I’m trying to figure out how to always get the full fx graph of the module, including all the nodes in its submodules, instead of getting ‘call_module’ nodes on children… or, alternatively, how to then compile the children?
When I try a toy example, I do get what I want - a flat graph of function calls, with no ‘call_module’ nodes. However, when I load something more complex, like, say, Bert-Tiny, all I get is a graph of ‘call_module’ nodes calling sub-modules.
Toy example:
import torch
class GrandChildModule(torch.nn.Module):
def forward(self, x):
return 5 * x
class ChildModule(torch.nn.Module):
def __init__(self):
super().__init__()
self.child = GrandChildModule()
def forward(self, x):
return self.child(x)
class TopModule(torch.nn.Module):
def __init__(self):
super().__init__()
self.child1 = ChildModule()
self.child2 = ChildModule()
def forward(self, x):
return self.child1(1 + x) + self.child2(2 + x)
def my_compiler(gm: torch.fx.GraphModule, example_inputs):
gm.graph.print_tabular()
for node in gm.graph.nodes:
if node.op == "call_module":
print("Calling: ", node.target)
return gm.forward # return a python callable
There’s a bunch of hierarchy in there, however I get a nicely flattened fx graph:
opcode name target args kwargs
------------- ------ ----------------------- ------------ --------
placeholder x x () {}
call_function add <built-in function add> (1, x) {}
call_function mul <built-in function mul> (5, add) {}
call_function add_1 <built-in function add> (2, x) {}
call_function mul_1 <built-in function mul> (5, add_1) {}
call_function add_2 <built-in function add> (mul, mul_1) {}
output output output ((add_2,),) {}
If I try the same on a single-layer bert-tiny:
from transformers import BertModel, BertConfig
cfg = BertConfig.from_pretrained("prajjwal1/bert-tiny")
cfg.num_hidden_layers = 1
model = BertModel(config=cfg)
comp = torch.compile(model, backend=my_compiler)

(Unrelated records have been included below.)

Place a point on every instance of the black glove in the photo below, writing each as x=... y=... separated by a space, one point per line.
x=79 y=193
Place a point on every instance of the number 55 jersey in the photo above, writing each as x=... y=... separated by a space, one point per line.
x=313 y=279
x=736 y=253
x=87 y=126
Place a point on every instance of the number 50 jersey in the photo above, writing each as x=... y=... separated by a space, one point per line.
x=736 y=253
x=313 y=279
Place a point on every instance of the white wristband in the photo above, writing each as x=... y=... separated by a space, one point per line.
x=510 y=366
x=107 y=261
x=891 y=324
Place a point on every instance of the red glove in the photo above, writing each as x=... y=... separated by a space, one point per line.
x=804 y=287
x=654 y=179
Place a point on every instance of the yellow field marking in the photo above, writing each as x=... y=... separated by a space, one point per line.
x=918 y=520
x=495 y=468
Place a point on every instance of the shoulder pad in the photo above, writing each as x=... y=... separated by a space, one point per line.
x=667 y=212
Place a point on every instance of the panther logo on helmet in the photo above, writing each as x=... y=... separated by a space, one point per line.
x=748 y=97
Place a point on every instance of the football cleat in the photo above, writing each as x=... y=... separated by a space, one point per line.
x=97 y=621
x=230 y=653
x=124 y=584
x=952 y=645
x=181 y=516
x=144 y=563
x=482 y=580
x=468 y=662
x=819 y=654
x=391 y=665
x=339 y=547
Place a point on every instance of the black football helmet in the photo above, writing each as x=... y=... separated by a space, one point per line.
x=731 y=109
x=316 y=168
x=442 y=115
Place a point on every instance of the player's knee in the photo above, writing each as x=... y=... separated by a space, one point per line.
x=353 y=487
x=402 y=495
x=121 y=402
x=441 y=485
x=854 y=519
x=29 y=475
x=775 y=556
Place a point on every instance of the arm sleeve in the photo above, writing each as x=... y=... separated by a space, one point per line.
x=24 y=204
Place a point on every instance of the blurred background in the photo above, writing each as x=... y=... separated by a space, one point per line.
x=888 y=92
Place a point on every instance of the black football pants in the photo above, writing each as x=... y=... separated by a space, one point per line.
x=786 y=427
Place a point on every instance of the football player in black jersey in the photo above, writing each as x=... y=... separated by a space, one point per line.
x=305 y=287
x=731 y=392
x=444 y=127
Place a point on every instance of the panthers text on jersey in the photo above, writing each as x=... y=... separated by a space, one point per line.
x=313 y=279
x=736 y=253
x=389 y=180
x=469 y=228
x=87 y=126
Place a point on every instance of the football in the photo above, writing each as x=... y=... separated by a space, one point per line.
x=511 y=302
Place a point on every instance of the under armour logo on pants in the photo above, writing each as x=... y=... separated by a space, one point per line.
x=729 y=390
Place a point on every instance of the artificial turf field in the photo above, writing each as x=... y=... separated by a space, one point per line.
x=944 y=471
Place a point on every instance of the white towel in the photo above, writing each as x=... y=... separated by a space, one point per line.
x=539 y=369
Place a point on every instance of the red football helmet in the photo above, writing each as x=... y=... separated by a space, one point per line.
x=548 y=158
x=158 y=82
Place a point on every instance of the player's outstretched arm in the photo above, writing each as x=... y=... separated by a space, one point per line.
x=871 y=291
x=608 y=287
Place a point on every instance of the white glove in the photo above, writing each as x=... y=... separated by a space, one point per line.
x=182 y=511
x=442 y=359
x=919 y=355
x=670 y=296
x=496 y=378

comp(torch.randint(0, 20000, (1, 128)), torch.randint(0, 1, (1, 128)))
…I get a few built-in function calls, but the majority of the nodes are ‘call_modules’:
Calling: self_embeddings_word_embeddings
Calling: self_embeddings_token_type_embeddings
Calling: self_embeddings_position_embeddings
Calling: self_embeddings_LayerNorm
Calling: self_embeddings_dropout
Calling: self_encoder_layer_0_attention_self_query
Calling: self_encoder_layer_0_attention_self_key
Calling: self_encoder_layer_0_attention_self_value
Calling: self_encoder_layer_0_attention_self_dropout
Calling: self_encoder_layer_0_attention_output_dense
Calling: self_encoder_layer_0_attention_output_dropout
Calling: self_encoder_layer_0_attention_output_LayerNorm
Calling: self_encoder_layer_0_intermediate_dense
Calling: self_encoder_layer_0_output_dense
Calling: self_encoder_layer_0_output_dropout
Calling: self_encoder_layer_0_output_LayerNorm
Calling: self_pooler_dense
Calling: self_pooler_activation
Is it that TorchDynamo can’t generate graphs for these modules yet, or is it something that I need to turn on / force to get it to go deeper?